Marc Lamont Hill, non-fiction writer and scholar, runs Uncle Bobbies Coffee and Books’ is in Germantown.

It’s Me They Follow is a culmination of Cook’s hopes and dreams, a blend of new ideas — like the sustainability of a bookshop in a social media driven society — and old principles — the sanctity of the written word.

It’s a similar vibe felt as soon as one walks into the almost six-year-old real life Harriett’s.

The bookshop’s floating bookshelves feature a mix of popular new hardcovers like MSNBC journalist Trymaine Lee’s A Thousand Ways to Die, Tre Johnson’s Black Genius, and Leila Mottley’s The Girls Who Grew Big. All stacked on top of vintage first-print treasures like James Baldwin’s The Fire Next Time and Alice Walker’s The Color Purple.

The vintage books are gifts from longtime Philadelphians who watched in the shadows as Cook turned bookselling into an art with pop-up shops in Collingswood, N.J., Harlem, and Paris.

Underneath a painting of Afrofuturist author Octavia Butler, and nestled between Ann Petry’s 1955 biography of Tubman, Harriet Tubman, Conductor on the Underground Railroad, are copies of It’s Me They Follow. Placed purposely to be in conversation with the ancestors.

“It’s absurd to be living the full dream of my life in all of its fullness,” Cook said.

Social media makes her success look easy but that’s far from the truth. Rising rents, Cook said, are the death knell for book stores. It’s why she closed Ida’s in Collingswood in February, electing to move the shop — named in honor of 19th century journalist Ida B. Wells — to the Old West Collingswood train station. The new shop will be a traveling retail space and art exhibit.

Rising rents are also what compelled Cook to buy the 258 East Girard building last year so her livelihood doesn’t remain at the mercy of the real estate market. She does, however, have to spend more time than she’d like dealing with the basement that still periodically floods like it did earlier in the summer.

She’s added a cafe to the back of the 500-square foot space where she will sell specialty coffees and teas including jasmine and hibiscus — some of Gee’s favorites. It will open in the coming weeks.
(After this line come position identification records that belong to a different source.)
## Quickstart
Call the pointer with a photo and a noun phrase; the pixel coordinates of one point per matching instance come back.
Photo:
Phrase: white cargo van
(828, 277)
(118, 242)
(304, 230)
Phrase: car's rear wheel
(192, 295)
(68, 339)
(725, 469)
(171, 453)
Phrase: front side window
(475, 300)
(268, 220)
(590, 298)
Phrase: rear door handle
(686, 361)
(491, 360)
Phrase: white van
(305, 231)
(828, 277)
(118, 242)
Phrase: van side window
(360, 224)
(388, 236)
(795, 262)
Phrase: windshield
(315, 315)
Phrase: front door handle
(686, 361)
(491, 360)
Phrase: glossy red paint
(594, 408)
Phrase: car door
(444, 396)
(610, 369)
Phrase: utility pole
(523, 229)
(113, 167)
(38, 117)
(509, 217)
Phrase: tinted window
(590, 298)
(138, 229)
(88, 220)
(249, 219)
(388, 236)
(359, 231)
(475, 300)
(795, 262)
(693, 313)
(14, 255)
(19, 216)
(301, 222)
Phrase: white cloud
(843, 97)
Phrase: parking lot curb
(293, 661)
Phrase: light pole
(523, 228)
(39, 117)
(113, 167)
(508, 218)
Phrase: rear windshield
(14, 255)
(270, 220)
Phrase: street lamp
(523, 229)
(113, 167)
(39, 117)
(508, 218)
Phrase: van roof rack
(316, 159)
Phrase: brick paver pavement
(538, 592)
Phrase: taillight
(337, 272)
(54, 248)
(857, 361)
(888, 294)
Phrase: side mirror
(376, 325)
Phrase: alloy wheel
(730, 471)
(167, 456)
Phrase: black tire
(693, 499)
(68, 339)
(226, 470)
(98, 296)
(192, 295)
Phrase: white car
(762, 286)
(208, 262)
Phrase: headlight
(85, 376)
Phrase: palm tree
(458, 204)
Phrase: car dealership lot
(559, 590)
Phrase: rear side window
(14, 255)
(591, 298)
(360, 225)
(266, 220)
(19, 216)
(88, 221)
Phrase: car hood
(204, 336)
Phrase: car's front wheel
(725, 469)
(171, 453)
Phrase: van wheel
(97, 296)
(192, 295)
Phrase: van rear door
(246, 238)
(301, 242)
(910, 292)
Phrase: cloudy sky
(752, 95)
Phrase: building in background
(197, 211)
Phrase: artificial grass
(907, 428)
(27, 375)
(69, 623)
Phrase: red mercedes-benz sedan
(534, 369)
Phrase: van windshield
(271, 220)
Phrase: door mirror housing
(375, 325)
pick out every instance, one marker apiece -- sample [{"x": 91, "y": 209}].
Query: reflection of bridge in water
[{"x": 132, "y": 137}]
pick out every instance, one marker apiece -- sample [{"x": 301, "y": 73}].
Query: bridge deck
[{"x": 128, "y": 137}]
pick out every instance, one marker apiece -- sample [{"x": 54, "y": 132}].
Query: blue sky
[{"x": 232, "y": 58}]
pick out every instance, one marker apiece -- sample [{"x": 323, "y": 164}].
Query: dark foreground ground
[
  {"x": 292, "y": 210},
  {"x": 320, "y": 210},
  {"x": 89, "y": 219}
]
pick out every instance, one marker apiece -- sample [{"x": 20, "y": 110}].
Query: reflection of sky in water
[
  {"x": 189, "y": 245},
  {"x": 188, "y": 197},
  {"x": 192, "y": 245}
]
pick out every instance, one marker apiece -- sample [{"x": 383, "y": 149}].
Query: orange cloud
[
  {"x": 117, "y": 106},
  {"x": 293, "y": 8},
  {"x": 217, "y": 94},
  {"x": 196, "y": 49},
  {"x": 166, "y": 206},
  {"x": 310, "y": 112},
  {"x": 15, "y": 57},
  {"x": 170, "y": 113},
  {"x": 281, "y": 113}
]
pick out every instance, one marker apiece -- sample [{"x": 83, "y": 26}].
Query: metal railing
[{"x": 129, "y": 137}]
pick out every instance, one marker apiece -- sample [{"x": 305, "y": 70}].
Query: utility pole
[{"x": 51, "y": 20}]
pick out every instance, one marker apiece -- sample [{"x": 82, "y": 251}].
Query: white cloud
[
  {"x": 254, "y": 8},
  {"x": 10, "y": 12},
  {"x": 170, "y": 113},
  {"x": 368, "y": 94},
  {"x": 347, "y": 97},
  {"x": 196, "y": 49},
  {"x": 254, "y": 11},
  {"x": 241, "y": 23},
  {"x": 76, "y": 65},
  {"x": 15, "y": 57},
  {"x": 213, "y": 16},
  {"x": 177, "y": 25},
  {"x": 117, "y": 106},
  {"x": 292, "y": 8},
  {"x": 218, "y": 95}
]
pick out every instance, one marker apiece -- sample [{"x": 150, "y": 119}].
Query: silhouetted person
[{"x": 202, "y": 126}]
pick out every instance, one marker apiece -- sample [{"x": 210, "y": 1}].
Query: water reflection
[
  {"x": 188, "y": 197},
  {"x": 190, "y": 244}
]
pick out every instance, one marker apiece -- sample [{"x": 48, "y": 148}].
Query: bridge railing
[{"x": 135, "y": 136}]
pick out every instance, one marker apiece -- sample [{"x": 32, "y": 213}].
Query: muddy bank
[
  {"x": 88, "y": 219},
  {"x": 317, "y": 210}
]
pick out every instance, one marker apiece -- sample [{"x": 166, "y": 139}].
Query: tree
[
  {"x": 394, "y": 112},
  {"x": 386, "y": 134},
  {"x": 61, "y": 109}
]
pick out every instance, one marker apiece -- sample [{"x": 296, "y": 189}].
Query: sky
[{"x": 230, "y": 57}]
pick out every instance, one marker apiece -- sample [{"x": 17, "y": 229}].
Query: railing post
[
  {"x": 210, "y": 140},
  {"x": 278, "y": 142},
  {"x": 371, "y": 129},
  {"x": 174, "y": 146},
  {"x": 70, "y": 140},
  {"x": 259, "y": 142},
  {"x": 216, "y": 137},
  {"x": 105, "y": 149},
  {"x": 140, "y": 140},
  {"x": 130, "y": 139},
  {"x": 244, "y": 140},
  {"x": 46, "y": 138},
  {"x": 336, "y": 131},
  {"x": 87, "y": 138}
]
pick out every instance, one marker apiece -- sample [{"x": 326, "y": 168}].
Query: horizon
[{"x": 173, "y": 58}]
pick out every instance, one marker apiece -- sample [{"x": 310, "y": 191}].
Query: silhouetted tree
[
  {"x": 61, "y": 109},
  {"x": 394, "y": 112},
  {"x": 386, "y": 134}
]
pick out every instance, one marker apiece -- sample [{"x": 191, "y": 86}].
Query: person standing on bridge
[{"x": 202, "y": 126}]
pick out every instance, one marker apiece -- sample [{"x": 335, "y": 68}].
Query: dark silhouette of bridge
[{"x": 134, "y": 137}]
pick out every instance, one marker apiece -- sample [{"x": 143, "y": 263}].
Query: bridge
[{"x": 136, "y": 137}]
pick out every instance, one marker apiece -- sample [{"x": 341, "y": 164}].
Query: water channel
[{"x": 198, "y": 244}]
Cook is also debuting Harriett’s sapphire blue interior, with cyanotypes on fabric wallpaper behind the new coffee bar and upholstered on tall-backed reading chairs. The blue cyanotype prints, by local artist Yannick Lowery, feature two young women climbing a ladder to heaven and add to the bookshop’s evolving vintage feel.
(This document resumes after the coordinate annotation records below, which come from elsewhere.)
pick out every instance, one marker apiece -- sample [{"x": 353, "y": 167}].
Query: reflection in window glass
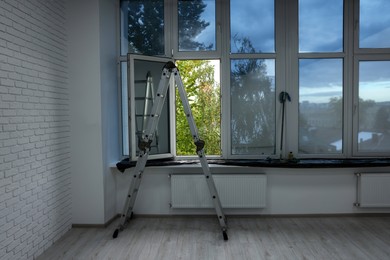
[
  {"x": 252, "y": 96},
  {"x": 142, "y": 25},
  {"x": 252, "y": 26},
  {"x": 320, "y": 106},
  {"x": 374, "y": 106},
  {"x": 320, "y": 26},
  {"x": 374, "y": 24},
  {"x": 196, "y": 25}
]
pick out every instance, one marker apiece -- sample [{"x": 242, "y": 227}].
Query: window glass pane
[
  {"x": 125, "y": 109},
  {"x": 374, "y": 106},
  {"x": 320, "y": 26},
  {"x": 147, "y": 76},
  {"x": 142, "y": 27},
  {"x": 374, "y": 24},
  {"x": 196, "y": 25},
  {"x": 252, "y": 26},
  {"x": 320, "y": 106},
  {"x": 252, "y": 96},
  {"x": 201, "y": 81}
]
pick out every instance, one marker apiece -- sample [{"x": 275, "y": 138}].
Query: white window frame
[{"x": 286, "y": 66}]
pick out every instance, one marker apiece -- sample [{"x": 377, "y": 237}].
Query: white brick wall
[{"x": 35, "y": 191}]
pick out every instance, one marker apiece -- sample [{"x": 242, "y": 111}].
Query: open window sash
[{"x": 143, "y": 80}]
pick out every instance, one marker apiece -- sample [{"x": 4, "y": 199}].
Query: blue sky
[{"x": 320, "y": 30}]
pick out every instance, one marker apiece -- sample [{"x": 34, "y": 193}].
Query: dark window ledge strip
[{"x": 276, "y": 163}]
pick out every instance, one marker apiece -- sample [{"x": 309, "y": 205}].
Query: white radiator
[
  {"x": 234, "y": 190},
  {"x": 373, "y": 190}
]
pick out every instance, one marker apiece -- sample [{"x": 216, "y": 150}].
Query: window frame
[
  {"x": 131, "y": 58},
  {"x": 361, "y": 54}
]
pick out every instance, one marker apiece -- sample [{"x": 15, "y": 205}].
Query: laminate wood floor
[{"x": 249, "y": 238}]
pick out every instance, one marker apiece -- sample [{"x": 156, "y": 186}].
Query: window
[
  {"x": 144, "y": 78},
  {"x": 372, "y": 78},
  {"x": 331, "y": 57}
]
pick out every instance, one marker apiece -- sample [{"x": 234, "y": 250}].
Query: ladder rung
[
  {"x": 143, "y": 98},
  {"x": 140, "y": 81}
]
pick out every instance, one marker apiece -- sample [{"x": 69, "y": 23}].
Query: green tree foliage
[
  {"x": 204, "y": 97},
  {"x": 254, "y": 121},
  {"x": 146, "y": 26}
]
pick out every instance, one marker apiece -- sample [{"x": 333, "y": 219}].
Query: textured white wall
[
  {"x": 94, "y": 108},
  {"x": 35, "y": 177},
  {"x": 289, "y": 191}
]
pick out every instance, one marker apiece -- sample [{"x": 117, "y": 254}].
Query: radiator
[
  {"x": 234, "y": 190},
  {"x": 373, "y": 190}
]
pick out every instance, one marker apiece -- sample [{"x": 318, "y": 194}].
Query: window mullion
[{"x": 291, "y": 78}]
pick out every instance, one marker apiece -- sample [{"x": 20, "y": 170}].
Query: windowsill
[{"x": 276, "y": 163}]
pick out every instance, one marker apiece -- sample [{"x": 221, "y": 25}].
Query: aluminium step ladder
[
  {"x": 142, "y": 111},
  {"x": 145, "y": 145}
]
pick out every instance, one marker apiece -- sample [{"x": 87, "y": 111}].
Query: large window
[{"x": 237, "y": 57}]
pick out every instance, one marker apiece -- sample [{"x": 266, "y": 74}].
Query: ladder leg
[
  {"x": 144, "y": 147},
  {"x": 200, "y": 152}
]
It’s not lost on Cook, who had her walls painted earlier this year, that the royal blue hue is the Black woman color of the moment, as they discover its historical meaning. She points to Harvard University professor Imani Perry’s non-fiction book Black and Blues: How the Color Tells the Story of My People and local artist Andrea Walls current exhibit “Indigo Road: Be/holding Southern Landscapes” in Germantown’s Umbutu Fine Art Gallery.

The debut novel. The bookshop. The community. The connection to Harriet Tubman and the ancestors. Cook says it’s all coming full circle for her.

“I don’t know what you call it,” she said. “Maybe it’s magic, maybe it’s healing. I know it’s a tradition. I’m a part of a literary tradition.”